A decade ago, if you had gone to the Guilford County Register of Deeds Office and asked for a passport, they would have told you that you were in the wrong place.

However, seven years ago, Guilford County Register of Deeds Jeff Thigpen added the service to the long list of existing deeds office services, and now, in 2023, he’s kind of amazed at the immense popularity of the offering.

On Friday, Jan. 27, the Register of Deeds Office took in 88 applications and Thigpen said, in recent months, the service has been in high demand and he’s been worried about the staff who handle passports being overcome with exhaustion.  In the past, much of the work has been handled by staff with other deeds duties, however, on Friday Thigpen said the office may need another position dedicated to the service.

That’s not a bad thing for county taxpayers because the passport service – and the deed’s office operations as a whole is a profit center.

It’s only halfway through the fiscal year – Guilford County’s financial year starts on July 1 – but the revenue from passports is already at its projected goal for the entirety of fiscal 2022-2023.

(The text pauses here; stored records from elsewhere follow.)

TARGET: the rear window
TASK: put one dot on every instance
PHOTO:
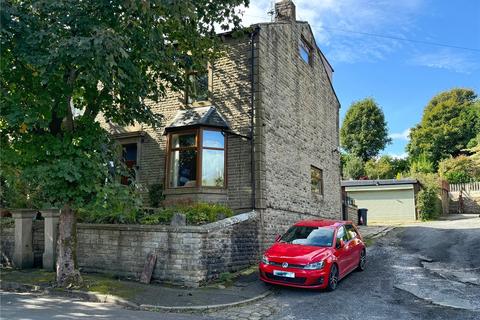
(309, 236)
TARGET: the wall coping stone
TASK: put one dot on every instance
(206, 228)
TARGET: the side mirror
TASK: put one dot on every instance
(340, 244)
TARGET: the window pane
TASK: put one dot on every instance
(183, 140)
(304, 53)
(183, 168)
(213, 139)
(198, 87)
(213, 170)
(316, 180)
(130, 152)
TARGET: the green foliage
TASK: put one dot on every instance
(113, 203)
(7, 222)
(427, 201)
(64, 63)
(385, 167)
(364, 130)
(429, 204)
(461, 169)
(198, 213)
(380, 168)
(421, 164)
(155, 194)
(450, 121)
(353, 167)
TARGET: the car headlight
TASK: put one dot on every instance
(315, 265)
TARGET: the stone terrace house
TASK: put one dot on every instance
(258, 131)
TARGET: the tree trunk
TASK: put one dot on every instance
(67, 274)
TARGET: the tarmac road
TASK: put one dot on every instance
(423, 271)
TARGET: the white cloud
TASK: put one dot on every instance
(332, 19)
(398, 156)
(447, 59)
(404, 135)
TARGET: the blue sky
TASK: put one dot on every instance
(401, 76)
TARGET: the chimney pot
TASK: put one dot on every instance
(285, 11)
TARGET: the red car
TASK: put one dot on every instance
(314, 254)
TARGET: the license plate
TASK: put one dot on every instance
(285, 274)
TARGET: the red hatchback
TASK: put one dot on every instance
(314, 254)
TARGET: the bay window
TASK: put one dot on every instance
(196, 159)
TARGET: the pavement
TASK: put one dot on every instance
(245, 288)
(426, 271)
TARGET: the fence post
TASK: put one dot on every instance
(23, 251)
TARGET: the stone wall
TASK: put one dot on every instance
(188, 256)
(352, 213)
(7, 242)
(230, 95)
(297, 127)
(471, 202)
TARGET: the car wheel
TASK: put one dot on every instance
(333, 278)
(363, 261)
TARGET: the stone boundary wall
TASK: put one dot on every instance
(471, 201)
(352, 214)
(7, 243)
(186, 255)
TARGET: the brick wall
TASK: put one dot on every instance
(297, 125)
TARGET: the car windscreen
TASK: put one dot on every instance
(309, 236)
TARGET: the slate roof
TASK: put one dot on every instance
(202, 116)
(386, 182)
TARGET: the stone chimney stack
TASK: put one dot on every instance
(285, 11)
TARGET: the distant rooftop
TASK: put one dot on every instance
(384, 182)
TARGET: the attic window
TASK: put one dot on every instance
(305, 50)
(198, 87)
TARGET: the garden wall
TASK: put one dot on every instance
(186, 255)
(7, 243)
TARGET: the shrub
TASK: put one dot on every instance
(155, 194)
(427, 203)
(198, 213)
(428, 199)
(113, 203)
(461, 169)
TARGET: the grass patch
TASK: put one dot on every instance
(109, 285)
(369, 242)
(104, 284)
(32, 276)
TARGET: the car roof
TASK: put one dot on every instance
(322, 223)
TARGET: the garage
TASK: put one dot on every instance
(387, 201)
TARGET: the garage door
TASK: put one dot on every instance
(386, 206)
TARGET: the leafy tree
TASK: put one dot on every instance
(65, 62)
(353, 167)
(450, 120)
(421, 164)
(461, 169)
(380, 169)
(364, 129)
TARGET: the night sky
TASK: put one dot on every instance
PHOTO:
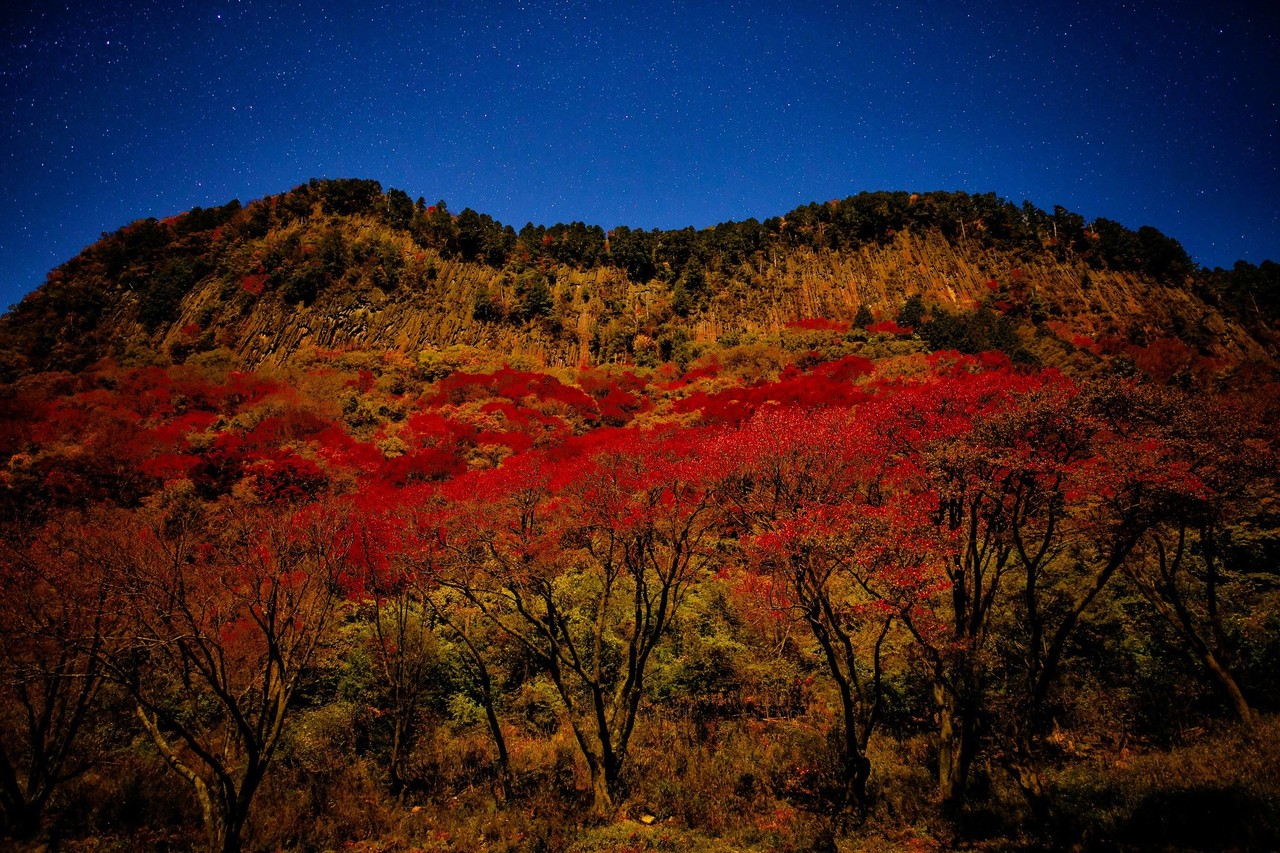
(648, 114)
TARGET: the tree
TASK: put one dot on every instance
(585, 565)
(1183, 566)
(223, 612)
(803, 493)
(50, 641)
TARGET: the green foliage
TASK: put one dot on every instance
(160, 293)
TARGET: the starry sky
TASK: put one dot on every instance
(650, 114)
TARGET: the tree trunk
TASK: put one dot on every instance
(954, 746)
(602, 793)
(1226, 682)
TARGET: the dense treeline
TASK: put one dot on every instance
(780, 600)
(347, 245)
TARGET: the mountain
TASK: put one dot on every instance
(914, 520)
(341, 265)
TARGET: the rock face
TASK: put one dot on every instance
(298, 274)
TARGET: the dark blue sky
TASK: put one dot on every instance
(649, 114)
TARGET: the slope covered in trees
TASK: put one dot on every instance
(342, 265)
(592, 542)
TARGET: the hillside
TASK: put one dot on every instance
(338, 521)
(341, 265)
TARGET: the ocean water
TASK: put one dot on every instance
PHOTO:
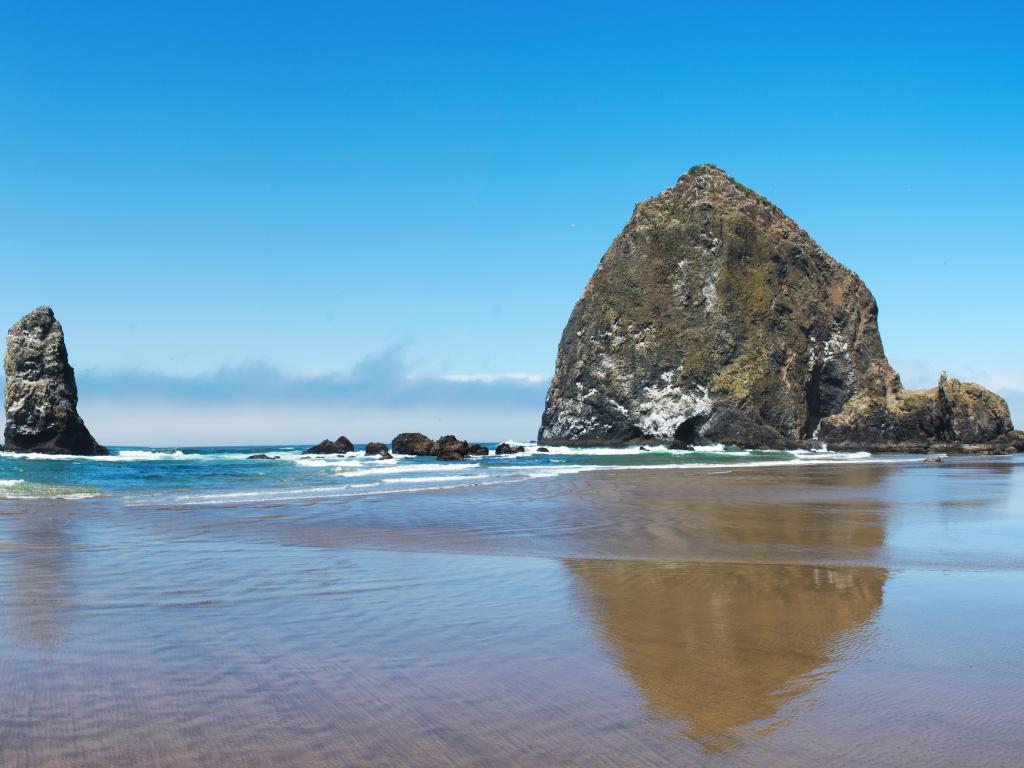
(139, 475)
(637, 609)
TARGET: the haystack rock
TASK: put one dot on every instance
(714, 317)
(40, 394)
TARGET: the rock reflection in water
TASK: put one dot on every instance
(722, 648)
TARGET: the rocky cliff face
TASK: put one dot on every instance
(714, 317)
(40, 397)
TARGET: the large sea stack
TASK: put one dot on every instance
(40, 396)
(714, 317)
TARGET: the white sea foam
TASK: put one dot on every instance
(433, 478)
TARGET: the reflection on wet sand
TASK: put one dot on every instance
(721, 646)
(38, 571)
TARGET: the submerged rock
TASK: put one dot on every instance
(341, 445)
(40, 394)
(715, 318)
(412, 443)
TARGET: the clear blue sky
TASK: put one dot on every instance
(228, 198)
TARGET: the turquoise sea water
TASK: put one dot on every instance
(225, 475)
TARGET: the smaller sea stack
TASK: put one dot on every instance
(40, 394)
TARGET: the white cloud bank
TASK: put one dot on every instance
(257, 403)
(1007, 382)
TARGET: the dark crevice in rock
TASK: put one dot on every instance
(688, 433)
(813, 397)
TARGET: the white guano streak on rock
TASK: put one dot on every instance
(665, 408)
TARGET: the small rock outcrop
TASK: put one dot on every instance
(449, 449)
(412, 443)
(716, 318)
(954, 416)
(40, 395)
(341, 445)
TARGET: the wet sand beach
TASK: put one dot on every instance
(862, 614)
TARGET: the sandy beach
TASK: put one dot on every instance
(869, 614)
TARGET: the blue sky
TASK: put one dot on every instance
(226, 201)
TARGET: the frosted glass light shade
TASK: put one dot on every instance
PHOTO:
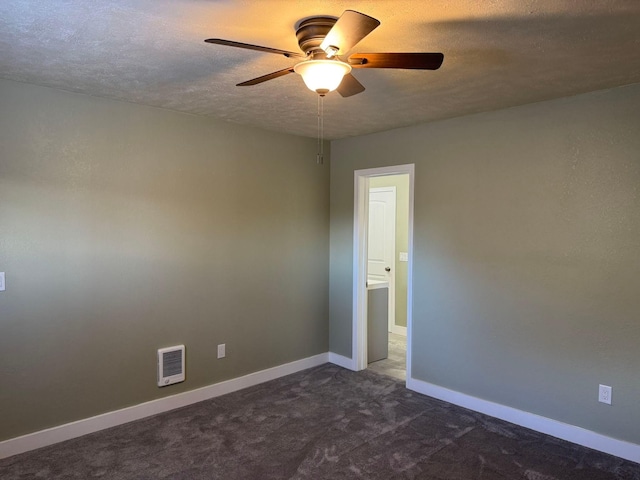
(322, 76)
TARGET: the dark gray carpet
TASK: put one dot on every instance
(323, 423)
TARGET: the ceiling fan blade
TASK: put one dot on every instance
(350, 86)
(248, 46)
(264, 78)
(419, 61)
(350, 28)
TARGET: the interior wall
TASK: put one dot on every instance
(124, 229)
(401, 182)
(526, 254)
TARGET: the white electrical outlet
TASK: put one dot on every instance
(604, 394)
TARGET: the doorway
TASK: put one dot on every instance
(364, 180)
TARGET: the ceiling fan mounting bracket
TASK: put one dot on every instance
(311, 31)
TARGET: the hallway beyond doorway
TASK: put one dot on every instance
(395, 365)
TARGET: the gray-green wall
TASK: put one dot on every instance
(526, 254)
(401, 182)
(125, 228)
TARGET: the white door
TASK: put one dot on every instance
(382, 241)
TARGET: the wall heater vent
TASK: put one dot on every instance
(170, 365)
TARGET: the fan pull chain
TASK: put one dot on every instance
(320, 156)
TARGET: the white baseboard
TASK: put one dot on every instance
(341, 361)
(399, 330)
(571, 433)
(71, 430)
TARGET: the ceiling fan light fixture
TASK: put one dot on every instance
(322, 76)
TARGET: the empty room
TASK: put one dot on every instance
(320, 240)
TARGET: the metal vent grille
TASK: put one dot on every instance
(170, 365)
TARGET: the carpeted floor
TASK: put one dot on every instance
(322, 423)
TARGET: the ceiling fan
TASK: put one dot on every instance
(324, 42)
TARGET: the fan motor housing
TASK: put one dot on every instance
(311, 31)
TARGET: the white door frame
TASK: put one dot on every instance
(360, 256)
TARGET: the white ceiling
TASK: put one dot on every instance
(498, 53)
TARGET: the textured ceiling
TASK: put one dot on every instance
(498, 53)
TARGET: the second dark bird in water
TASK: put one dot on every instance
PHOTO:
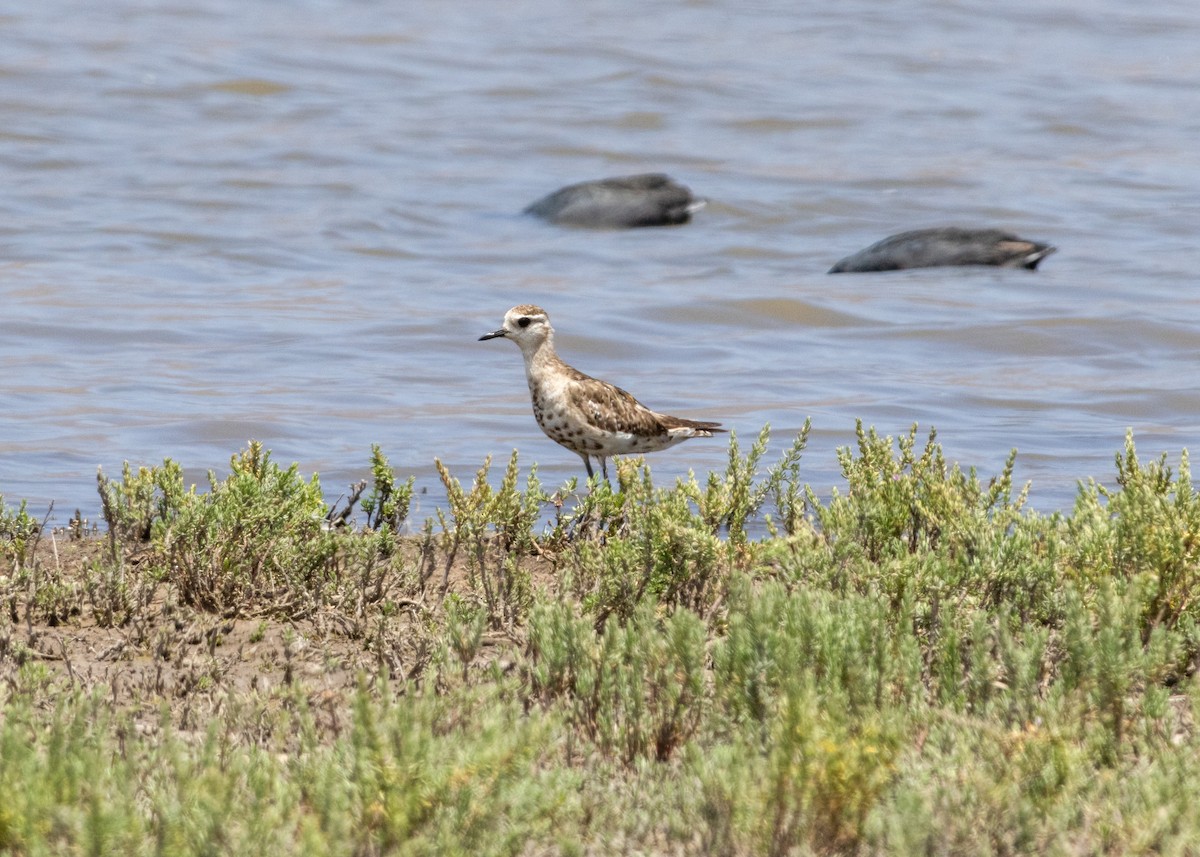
(622, 203)
(946, 246)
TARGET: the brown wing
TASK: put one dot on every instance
(610, 408)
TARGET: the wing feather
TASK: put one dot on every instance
(611, 409)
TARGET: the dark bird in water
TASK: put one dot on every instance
(630, 201)
(946, 246)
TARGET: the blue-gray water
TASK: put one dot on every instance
(222, 221)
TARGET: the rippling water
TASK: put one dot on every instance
(226, 221)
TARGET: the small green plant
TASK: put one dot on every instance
(19, 533)
(141, 501)
(495, 529)
(389, 502)
(256, 538)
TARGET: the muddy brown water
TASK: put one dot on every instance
(222, 222)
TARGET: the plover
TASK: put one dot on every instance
(630, 201)
(589, 417)
(946, 246)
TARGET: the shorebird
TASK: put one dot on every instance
(630, 201)
(589, 417)
(946, 246)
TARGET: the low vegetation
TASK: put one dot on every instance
(727, 665)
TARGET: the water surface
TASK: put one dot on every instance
(225, 221)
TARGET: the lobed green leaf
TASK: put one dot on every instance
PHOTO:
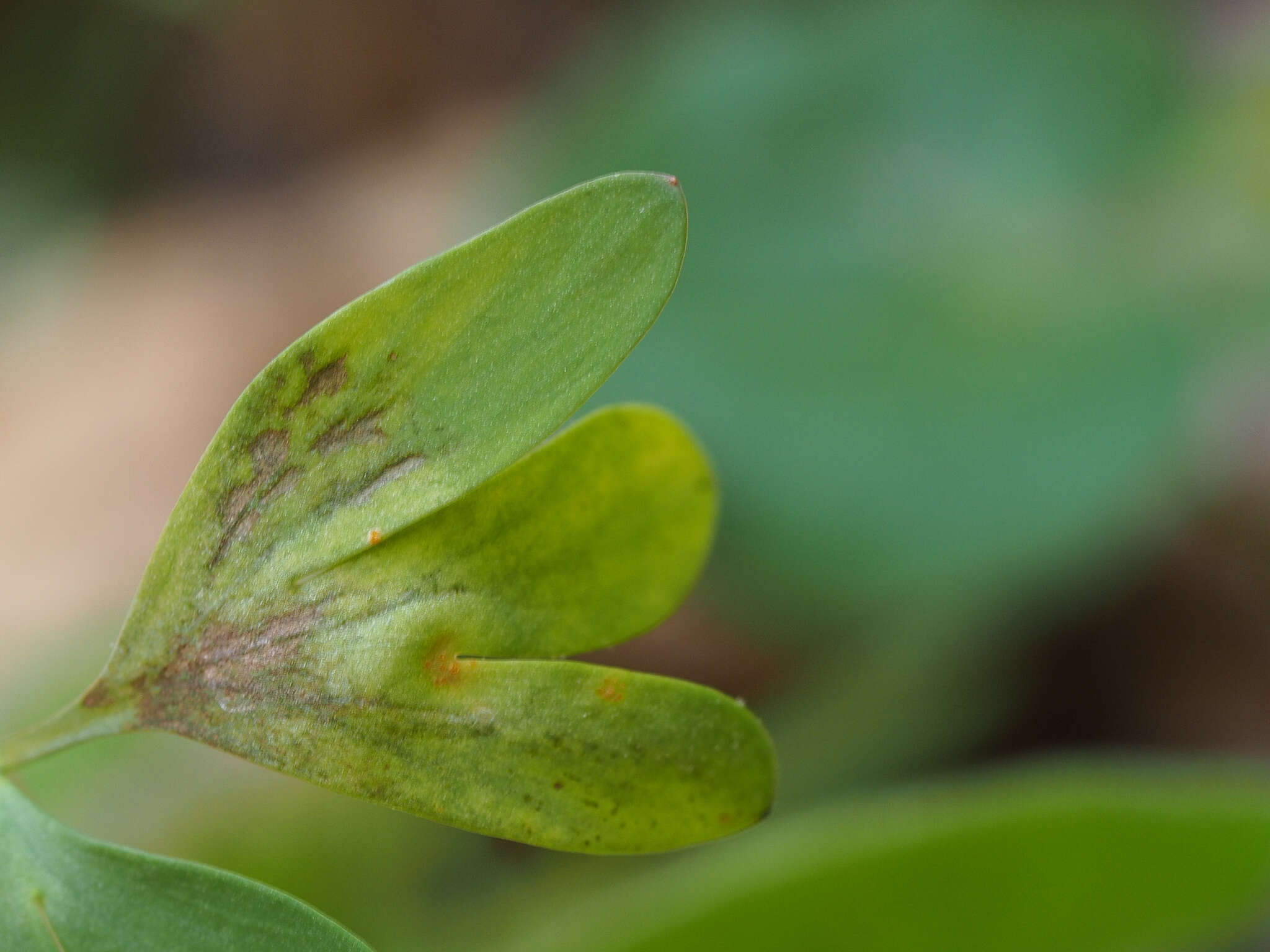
(61, 890)
(355, 580)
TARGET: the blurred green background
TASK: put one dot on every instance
(974, 322)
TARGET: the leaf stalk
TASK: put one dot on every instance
(69, 726)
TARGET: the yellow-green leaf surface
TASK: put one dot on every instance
(373, 550)
(64, 891)
(1057, 860)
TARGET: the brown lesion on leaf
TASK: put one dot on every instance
(613, 691)
(362, 431)
(269, 452)
(287, 482)
(326, 382)
(389, 474)
(235, 668)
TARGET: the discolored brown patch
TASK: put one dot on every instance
(270, 454)
(390, 474)
(343, 434)
(287, 482)
(230, 667)
(326, 382)
(97, 696)
(613, 691)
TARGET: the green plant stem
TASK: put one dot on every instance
(69, 726)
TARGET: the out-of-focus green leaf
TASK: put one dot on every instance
(1089, 860)
(946, 315)
(353, 579)
(60, 890)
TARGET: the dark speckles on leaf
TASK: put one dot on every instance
(326, 382)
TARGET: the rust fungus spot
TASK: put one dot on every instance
(443, 666)
(613, 691)
(326, 382)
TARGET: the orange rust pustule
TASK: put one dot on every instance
(443, 666)
(613, 691)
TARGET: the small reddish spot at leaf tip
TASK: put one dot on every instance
(443, 666)
(611, 690)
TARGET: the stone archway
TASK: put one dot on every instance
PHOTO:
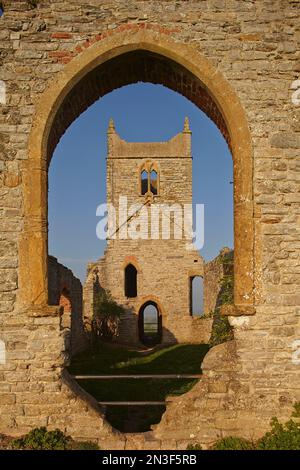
(152, 56)
(150, 338)
(149, 56)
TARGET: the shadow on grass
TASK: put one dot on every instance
(114, 360)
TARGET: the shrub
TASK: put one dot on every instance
(195, 446)
(41, 439)
(83, 445)
(233, 443)
(281, 437)
(221, 329)
(106, 318)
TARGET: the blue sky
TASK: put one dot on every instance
(142, 112)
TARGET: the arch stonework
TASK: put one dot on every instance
(229, 73)
(33, 249)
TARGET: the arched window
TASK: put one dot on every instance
(144, 182)
(130, 281)
(149, 179)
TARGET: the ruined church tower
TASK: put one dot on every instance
(147, 262)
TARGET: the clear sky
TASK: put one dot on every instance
(142, 112)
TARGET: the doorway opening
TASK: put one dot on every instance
(150, 324)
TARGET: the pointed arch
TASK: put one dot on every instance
(130, 281)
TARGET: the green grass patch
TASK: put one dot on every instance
(117, 360)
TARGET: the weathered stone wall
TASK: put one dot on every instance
(252, 48)
(66, 290)
(214, 272)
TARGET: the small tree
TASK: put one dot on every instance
(106, 317)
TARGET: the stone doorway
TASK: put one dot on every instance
(150, 324)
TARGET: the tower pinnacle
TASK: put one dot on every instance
(186, 128)
(111, 126)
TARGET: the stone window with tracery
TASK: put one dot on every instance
(149, 179)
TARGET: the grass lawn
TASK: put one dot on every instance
(114, 360)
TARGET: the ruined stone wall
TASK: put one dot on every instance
(66, 290)
(253, 47)
(214, 272)
(164, 266)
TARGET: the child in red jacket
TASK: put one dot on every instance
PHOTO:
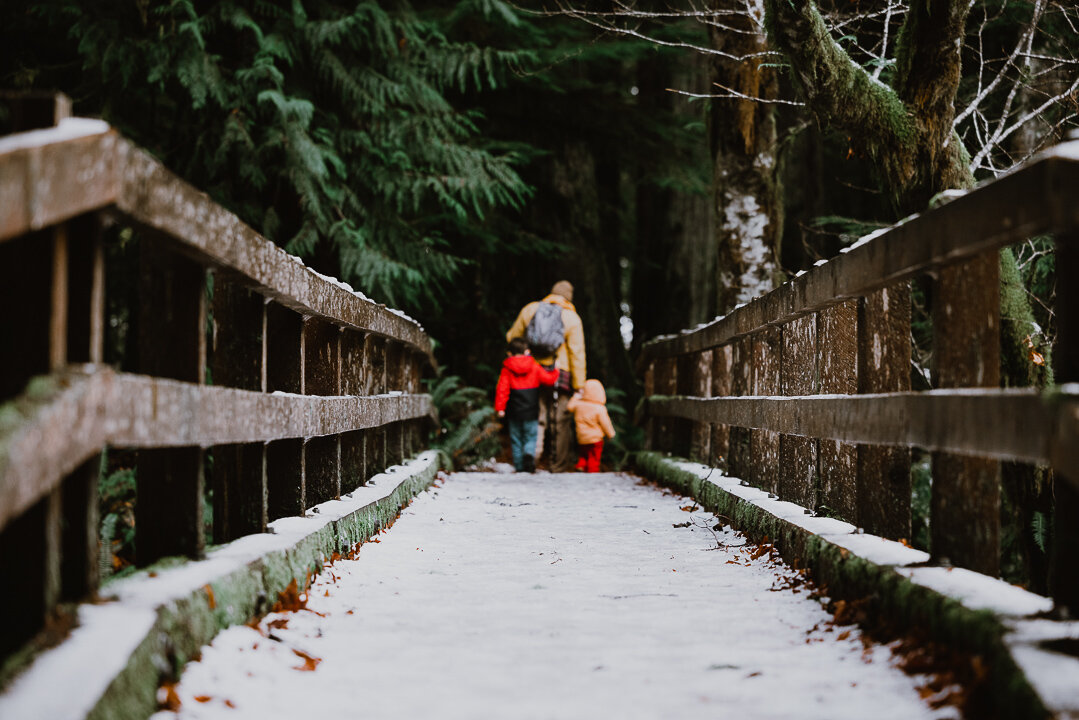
(517, 399)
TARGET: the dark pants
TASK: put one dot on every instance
(588, 457)
(557, 432)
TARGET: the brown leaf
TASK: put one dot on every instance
(310, 662)
(167, 700)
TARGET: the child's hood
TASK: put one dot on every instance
(593, 392)
(519, 364)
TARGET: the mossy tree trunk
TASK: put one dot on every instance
(906, 132)
(742, 138)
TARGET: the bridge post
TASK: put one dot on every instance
(353, 377)
(322, 372)
(965, 516)
(1064, 570)
(374, 352)
(286, 486)
(666, 384)
(884, 366)
(84, 342)
(721, 388)
(395, 380)
(681, 429)
(172, 343)
(238, 471)
(650, 422)
(700, 446)
(837, 340)
(797, 456)
(767, 356)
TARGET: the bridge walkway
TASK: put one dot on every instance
(503, 595)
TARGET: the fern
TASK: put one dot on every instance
(1040, 526)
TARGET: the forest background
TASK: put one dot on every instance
(670, 159)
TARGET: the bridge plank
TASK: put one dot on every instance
(884, 366)
(961, 229)
(77, 413)
(1019, 424)
(797, 456)
(837, 343)
(965, 505)
(52, 175)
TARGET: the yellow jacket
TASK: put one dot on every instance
(588, 407)
(571, 354)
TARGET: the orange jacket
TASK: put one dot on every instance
(571, 355)
(588, 407)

Thigpen said he’s now hoping that the revenue generated by passport services could hit $200,000 by the time the fiscal year wraps up on June 30.

“That would be really good,” Thigpen said of the possible $200,000 mark.

He said that, obviously, during the pandemic, the passport business wasn’t the best business to be in, but he added that the new numbers coming in lately show that people are starting to travel to remote destinations again.

“I do think things are opening up,” he said. “People are starting to travel again and things are starting to get back to normal.”

Thigpen said that, on days when kids are out of school, the demand for passports shoots up, and he added that his office intends to hold more “Passport Fair” events out in the community in 2023.